Bon nombre de faits suggèrent que la SRC n'est pas à l'abri des pressions politiques du gouvernement fédéral. La question de l'ingérence politique à Radio-Canada est évoquée, sinon dénoncée depuis plusieurs décennies. L'ex-ministre conservateur des Communications, Marcel Masse, en a déjà témoigné en disant que les libéraux demandaient des comptes sur la présence de journalistes "séparatistes" au sein de la SRC. En 1993, le syndicat des journalistes de la SRC s'inquiétait, mais en vain, de l'embauche d'une journaliste qui avait été attachée de presse d'un ministre conservateur en y voyant une menace pour la crédibilité de la SRC. Dans le cadre d'une recherche menée sur l'imputabilité journalistique de la SRC, un ancien ombudsman nous a déjà révélé que pour plusieurs "de la maison", Radio-Canada était toujours considérée comme une télévision d'État plutôt que comme une télévision publique, laissant clairement entendre que les pressions politiques étaient encore persistantes.

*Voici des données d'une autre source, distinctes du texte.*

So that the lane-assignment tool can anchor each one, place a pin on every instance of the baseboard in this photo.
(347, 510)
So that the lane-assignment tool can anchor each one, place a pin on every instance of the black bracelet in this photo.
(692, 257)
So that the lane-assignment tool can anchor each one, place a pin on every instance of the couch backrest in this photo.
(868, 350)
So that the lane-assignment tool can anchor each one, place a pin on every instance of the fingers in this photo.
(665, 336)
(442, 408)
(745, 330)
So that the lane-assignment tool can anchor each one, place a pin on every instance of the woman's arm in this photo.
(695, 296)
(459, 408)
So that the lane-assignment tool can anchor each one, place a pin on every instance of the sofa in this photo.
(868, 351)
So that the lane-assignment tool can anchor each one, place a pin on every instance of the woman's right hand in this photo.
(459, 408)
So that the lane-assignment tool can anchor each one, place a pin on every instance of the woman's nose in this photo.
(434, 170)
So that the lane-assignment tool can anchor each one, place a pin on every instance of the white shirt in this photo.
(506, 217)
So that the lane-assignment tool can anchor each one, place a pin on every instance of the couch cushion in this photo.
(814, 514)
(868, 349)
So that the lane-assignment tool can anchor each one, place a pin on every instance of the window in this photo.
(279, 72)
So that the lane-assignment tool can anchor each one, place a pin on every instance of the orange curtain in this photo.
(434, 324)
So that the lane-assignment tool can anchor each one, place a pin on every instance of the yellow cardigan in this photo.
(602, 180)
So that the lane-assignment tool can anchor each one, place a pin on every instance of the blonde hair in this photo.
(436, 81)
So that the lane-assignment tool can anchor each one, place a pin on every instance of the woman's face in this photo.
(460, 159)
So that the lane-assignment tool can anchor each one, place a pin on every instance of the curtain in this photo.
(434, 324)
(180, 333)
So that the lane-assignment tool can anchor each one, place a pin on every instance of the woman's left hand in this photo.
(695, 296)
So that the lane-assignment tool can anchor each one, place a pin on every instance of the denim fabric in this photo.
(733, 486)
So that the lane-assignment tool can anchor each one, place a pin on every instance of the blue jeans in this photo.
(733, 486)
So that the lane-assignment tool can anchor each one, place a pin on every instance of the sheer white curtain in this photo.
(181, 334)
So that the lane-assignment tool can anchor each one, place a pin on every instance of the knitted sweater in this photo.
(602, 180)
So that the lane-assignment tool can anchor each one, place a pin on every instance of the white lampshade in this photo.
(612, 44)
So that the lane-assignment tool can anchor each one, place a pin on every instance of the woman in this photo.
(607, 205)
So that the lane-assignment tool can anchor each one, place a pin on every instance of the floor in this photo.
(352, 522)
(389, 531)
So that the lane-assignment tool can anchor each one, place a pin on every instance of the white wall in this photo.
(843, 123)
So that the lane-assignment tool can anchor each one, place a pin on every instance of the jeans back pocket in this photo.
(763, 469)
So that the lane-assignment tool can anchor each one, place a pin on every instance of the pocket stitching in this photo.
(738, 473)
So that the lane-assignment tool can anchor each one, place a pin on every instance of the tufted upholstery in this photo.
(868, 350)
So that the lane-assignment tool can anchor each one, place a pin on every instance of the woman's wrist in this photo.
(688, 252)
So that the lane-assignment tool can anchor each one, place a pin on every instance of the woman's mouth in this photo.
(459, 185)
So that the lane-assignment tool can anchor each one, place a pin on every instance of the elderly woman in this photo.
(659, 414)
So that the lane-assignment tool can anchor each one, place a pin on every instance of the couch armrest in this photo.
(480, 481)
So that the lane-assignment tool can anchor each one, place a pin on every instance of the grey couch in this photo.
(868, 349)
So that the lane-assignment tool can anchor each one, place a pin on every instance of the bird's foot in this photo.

Les controverses de ces dernières années relativement aux cas de Robert-Guy Scully et de Normand Lester, tout comme celui du journaliste Claude Beauchamp qui oeuvre au sein du Conseil de l'unité canadienne mais demeure néanmoins en ondes, ont de nouveau alimenté la suspicion envers la Société d'État. À tout cela, il faut ajouter le fait que ceux qui se retrouvent à la tête de la SRC-CBC y arrivent grâce à des nominations partisanes du premier ministre canadien.

Sans y voir la "preuve" de la partialité des journalistes de la SRC, convenons qu'il y a de quoi alimenter la suspicion d'un candidat et de militants dont le credo est la souveraineté du Québec, laquelle menace l'unité nationale du Canada.

Au service d'un débat public de qualité

Le métier de journaliste est simplement d'informer le public, le mieux possible. Cela renvoie à des normes professionnelles tel servir l'intérêt public et diffuser la vérité avec rigueur, exactitude, impartialité, équité et intégrité. Cela demande bien entendu une certaine modestie puisque le journaliste doit demeurer en retrait sans s'effacer pour autant. Cela peut devenir difficile dans un contexte où le star system s'étend jusque dans les entreprises de presse qui cherchent à amplifier la notoriété de leurs journalistes pour en tirer un avantage commercial. Pour ceux que cela séduit, la tentation est grande de se substituer aux acteurs politiques.

Les journalistes ont toujours été l'objet de critiques et le seront toujours. Au lieu d'y voir fatalement une confirmation de la qualité de leur travail, et refuser du même coup une certaine autocritique, il y aurait lieu d'en profiter pour se questionner sur leur capacité d'alimenter un débat public de qualité.

Il ne faut pas chercher à faire dévier le débat, pour mieux l'étouffer, en prétendant que cela remet en cause le rôle des journalistes en démocratie. En réalité, cela met surtout en cause leur capacité d'échapper aux stratégies des politiciens en se donnant enfin les ressources qui leur permettront de les questionner de façon substantielle pour les forcer à rendre des comptes sur des enjeux et des problèmes réellement importants.

Dans ces conditions, les journalistes pourront résister de façon utile aux stratégies de "manipulation" de leurs sources et en tirer la certitude d'être critiqués pour de bonnes raisons professionnelles.


Docteur en science politique, l'auteur est expert en éthique du journalisme et professeur au département de communication de l'Université d'Ottawa.